Isn’t on big endian machines UTF-8's byte order different than on little endian machines? So why then doesn’t UTF-8 require a BOM?
UTF-8 can contain a BOM. However, it makes no difference as to the endianness of the byte stream. UTF-8 always has the same byte order.
If Utf-8
stored all code-points in a single byte, then it would make sense why endianness doesn’t play any role and thus why BOM
isn’t required. But since code points 128 and above are stored using 2, 3 and up to 6 bytes, which means their byte order on big endian machines is different than on little endian machines, so how can we claim Utf-8
always has the same byte order?
Thank you
EDIT:
UTF-8 is byte oriented
I understand that if two byte UTF-8
character C
consists of bytes B1
and B2 ( where B1
is first byte and B2
is last byte ), then with UTF-8
those two bytes are always written in the same order ( thus if this character is written to a file on little endian machine LEM
, B1
will be first and B2
last. Similarly, if C
is written to a file on big endian machine BEM
, B1
will still be first and B2
still last).
But what happens when C
is written to file F
on LEM
, but we copy F
to BEM
and try to read it there? Since BEM
automatically swaps bytes ( B1
is now last and B2
first byte ), how will app ( running on BEM
) reading F
know whether F was created on BEM
and thus order of two bytes wasn’t swapped or whether F
was transferred from LEM
, in which case BEM
automatically swapped the bytes?
I hope question made some sense
EDIT 2:
In response to your edit: big-endian machines do not swap bytes if you ask them to read a byte at a time.

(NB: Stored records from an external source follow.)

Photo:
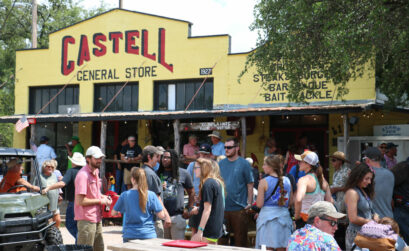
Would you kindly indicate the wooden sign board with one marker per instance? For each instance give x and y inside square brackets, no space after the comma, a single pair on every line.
[209,126]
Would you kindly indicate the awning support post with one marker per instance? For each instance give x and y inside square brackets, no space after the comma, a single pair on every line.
[176,124]
[244,136]
[346,134]
[103,148]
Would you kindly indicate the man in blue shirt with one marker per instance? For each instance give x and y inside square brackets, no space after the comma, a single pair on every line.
[218,146]
[44,151]
[238,178]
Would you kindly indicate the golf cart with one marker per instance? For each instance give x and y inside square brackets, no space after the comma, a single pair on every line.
[24,216]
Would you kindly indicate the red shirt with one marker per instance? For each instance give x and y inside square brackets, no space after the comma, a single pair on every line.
[87,183]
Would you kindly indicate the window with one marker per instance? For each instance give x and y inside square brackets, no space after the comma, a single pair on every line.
[127,99]
[39,96]
[176,95]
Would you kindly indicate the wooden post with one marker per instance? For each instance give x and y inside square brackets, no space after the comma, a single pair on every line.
[176,124]
[103,148]
[346,134]
[244,136]
[34,24]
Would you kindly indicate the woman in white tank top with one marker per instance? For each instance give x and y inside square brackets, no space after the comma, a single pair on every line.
[311,188]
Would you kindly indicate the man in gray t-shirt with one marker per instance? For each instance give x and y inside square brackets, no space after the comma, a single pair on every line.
[384,183]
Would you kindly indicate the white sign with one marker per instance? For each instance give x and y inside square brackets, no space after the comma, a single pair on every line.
[391,130]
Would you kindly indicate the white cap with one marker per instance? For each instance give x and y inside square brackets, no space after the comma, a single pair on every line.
[308,157]
[78,159]
[95,152]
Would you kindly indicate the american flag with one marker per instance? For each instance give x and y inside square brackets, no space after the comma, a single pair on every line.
[21,124]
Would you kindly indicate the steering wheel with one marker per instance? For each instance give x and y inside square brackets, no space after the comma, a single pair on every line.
[17,186]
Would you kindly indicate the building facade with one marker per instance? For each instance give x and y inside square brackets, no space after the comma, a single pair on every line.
[139,73]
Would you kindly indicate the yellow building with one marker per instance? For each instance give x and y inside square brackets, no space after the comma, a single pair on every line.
[153,66]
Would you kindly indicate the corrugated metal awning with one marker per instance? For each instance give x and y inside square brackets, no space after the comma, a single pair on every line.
[108,116]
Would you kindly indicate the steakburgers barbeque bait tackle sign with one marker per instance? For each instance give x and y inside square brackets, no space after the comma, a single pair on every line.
[157,54]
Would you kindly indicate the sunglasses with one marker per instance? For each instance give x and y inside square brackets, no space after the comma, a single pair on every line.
[331,222]
[229,147]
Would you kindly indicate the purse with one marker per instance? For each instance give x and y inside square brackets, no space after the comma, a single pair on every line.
[376,237]
[257,209]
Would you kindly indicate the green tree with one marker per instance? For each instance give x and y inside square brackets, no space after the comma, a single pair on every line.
[15,33]
[341,38]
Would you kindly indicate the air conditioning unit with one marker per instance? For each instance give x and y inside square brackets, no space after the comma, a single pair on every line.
[69,109]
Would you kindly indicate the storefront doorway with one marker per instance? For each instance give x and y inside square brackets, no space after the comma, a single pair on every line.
[288,130]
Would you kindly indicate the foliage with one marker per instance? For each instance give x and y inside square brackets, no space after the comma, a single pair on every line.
[341,38]
[15,33]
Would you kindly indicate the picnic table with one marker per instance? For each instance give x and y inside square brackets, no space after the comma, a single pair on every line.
[156,245]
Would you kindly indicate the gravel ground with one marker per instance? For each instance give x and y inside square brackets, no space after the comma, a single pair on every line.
[112,235]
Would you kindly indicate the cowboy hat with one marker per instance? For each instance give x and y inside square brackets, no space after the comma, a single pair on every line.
[77,159]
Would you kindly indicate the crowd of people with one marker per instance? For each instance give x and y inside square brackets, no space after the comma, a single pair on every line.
[295,207]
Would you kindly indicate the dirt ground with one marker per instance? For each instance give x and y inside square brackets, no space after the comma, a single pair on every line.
[112,235]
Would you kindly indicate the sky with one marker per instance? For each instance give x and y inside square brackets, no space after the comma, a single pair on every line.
[209,17]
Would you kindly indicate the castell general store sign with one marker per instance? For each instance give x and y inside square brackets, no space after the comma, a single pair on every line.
[134,42]
[155,54]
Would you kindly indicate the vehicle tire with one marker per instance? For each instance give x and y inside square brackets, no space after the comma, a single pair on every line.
[53,236]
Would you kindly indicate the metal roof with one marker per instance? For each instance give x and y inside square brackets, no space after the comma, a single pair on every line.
[240,112]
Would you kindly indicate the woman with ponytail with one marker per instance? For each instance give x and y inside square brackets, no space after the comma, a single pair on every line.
[311,188]
[274,197]
[138,205]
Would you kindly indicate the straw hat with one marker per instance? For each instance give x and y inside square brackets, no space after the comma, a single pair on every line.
[338,155]
[77,159]
[215,134]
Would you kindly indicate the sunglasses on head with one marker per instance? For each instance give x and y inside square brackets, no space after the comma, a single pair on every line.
[229,147]
[331,222]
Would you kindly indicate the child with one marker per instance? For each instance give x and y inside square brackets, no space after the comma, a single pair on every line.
[400,243]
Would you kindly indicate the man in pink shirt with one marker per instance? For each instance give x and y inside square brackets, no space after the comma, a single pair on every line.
[88,201]
[190,149]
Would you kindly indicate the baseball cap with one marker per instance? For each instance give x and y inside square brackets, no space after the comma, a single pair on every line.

a) Oh, so even though character C is 2 bytes longs, app ( residing on BEM ) reading F will read into memory just one byte at the time ( thus it will first read into memory B1 and only then B2 )
b)
In UTF-8, you decide what to do with a byte based on its high-order bits
Assuming file F has two consequent characters C and C1 ( where C consists of bytes B1 and B2 while C1 has bytes B3, B4 and B5 ). How will app reading F know which bytes belong together simply by checking each byte's high-order bits ( for example, how will it figure out that B1 and B2 taken together should represent a character and not B1,*B2* and B3)?
If you believe that you're seeing something different, please edit your question and include
I’m not saying that. I simply didn’t understand what was going on
c)Why aren't Utf-16 and Utf-32 also byte oriented?
Solution 1:
The byte order is different on big endian vs little endian machines for words/integers larger than a byte.
e.g. on a big-endian machine a short integer of 2 bytes stores the 8 most significant bits in the first byte, the 8 least significant bits in the second byte. On a little-endian machine the 8 most significant bits will the second byte, the 8 least significant bits in the first byte.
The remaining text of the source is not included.